AUSTRALIA: ACUSARON DE 59 DELITOS A UNO DE LOS ATACANTES DEL TIROTEO EN BONDI BEACH
El acusado despertó del coma tras el ataque durante un festival judío y enfrenta cargos por asesinato, intento de homicidio y terrorismo.
La policía de Australia imputó formalmente a Naveed Akram, de 24 años, uno de los responsables del atentado ocurrido en Bondi Beach, luego de que despertara del coma inducido en el que permanecía desde el ataque. El joven fue acusado de 59 delitos, entre ellos 15 cargos por asesinato, 40 por intento de homicidio y un cargo por terrorismo.

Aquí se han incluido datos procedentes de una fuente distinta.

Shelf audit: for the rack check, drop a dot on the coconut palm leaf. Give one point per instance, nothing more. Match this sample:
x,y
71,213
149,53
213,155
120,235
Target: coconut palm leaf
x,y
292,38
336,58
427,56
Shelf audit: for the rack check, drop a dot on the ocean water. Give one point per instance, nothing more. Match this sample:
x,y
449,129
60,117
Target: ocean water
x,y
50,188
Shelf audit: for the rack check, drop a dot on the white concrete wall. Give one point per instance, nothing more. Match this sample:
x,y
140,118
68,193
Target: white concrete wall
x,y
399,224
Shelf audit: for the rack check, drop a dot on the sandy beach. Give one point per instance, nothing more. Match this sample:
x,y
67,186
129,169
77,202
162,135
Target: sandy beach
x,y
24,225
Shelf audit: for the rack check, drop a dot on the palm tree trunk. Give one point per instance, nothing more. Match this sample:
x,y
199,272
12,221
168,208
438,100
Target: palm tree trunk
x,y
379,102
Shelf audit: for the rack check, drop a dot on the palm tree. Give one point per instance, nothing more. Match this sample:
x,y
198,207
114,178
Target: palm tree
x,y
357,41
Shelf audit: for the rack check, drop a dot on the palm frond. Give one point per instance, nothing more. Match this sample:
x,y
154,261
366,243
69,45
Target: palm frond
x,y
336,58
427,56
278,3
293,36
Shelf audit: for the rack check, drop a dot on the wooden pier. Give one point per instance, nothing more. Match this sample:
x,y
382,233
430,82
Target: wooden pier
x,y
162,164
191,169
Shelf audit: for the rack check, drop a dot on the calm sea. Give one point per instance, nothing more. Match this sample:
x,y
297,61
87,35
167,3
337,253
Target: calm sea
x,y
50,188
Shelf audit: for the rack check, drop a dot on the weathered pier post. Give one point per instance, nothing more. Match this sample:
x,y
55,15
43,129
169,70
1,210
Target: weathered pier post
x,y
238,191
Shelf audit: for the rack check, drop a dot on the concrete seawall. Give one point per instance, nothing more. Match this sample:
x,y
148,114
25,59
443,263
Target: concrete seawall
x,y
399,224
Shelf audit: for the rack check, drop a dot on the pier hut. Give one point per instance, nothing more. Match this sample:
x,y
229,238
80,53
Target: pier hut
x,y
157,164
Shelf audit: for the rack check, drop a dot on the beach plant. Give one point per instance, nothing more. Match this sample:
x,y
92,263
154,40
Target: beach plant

El tiroteo se produjo durante la celebración de Hanukkah, en un festival que reunía a unas 2.000 personas en la playa de Bondi. Dos hombres armados abrieron fuego de manera indiscriminada, lo que provocó al menos 16 muertos y 29 heridos, incluidos dos efectivos policiales que intentaban controlar la situación. Uno de los atacantes, Sajid Akram, padre del acusado, murió abatido durante el operativo policial.
Tras el ataque, Naveed Akram fue detenido en estado crítico y con heridas de gravedad. La fiscalía informó que, además de los cargos por asesinato y terrorismo, enfrentará imputaciones por intento de causar lesiones corporales graves, exhibición pública de símbolos terroristas y colocación de un explosivo, en el marco de una investigación que apunta a la planificación previa del atentado.
Según detalló la policía del estado de Nueva Gales del Sur, se sostendrá ante el tribunal que el acusado incurrió en conductas destinadas a causar muertes y lesiones graves con el objetivo de promover una causa religiosa y generar temor en la comunidad. Las primeras investigaciones indican que el ataque habría estado inspirado por el Estado Islámico, organización considerada terrorista en Australia, aunque no se confirmó apoyo directo.
En los allanamientos realizados en propiedades vinculadas a Naveed Akram, las fuerzas de seguridad hallaron dos banderas artesanales del Estado Islámico dentro de un vehículo registrado a su nombre y estacionado cerca de la playa, lo que refuerza la hipótesis de un atentado premeditado. Paralelamente, la policía federal continúa analizando posibles contactos y apoyos externos.
En el plano internacional, el presidente de Filipinas, Ferdinand Marcos, negó que su país haya sido utilizado como centro de entrenamiento terrorista, luego de que se confirmara que los atacantes ingresaron el 1 de noviembre a una isla del sur del archipiélago. Por su parte, la comunidad judía australiana comenzó a organizar los funerales de las víctimas, entre ellos el del rabino Eli Schlanger, asistente de la sinagoga Chabad Bondi y padre de cinco hijos, reconocido por su labor comunitaria en Sídney.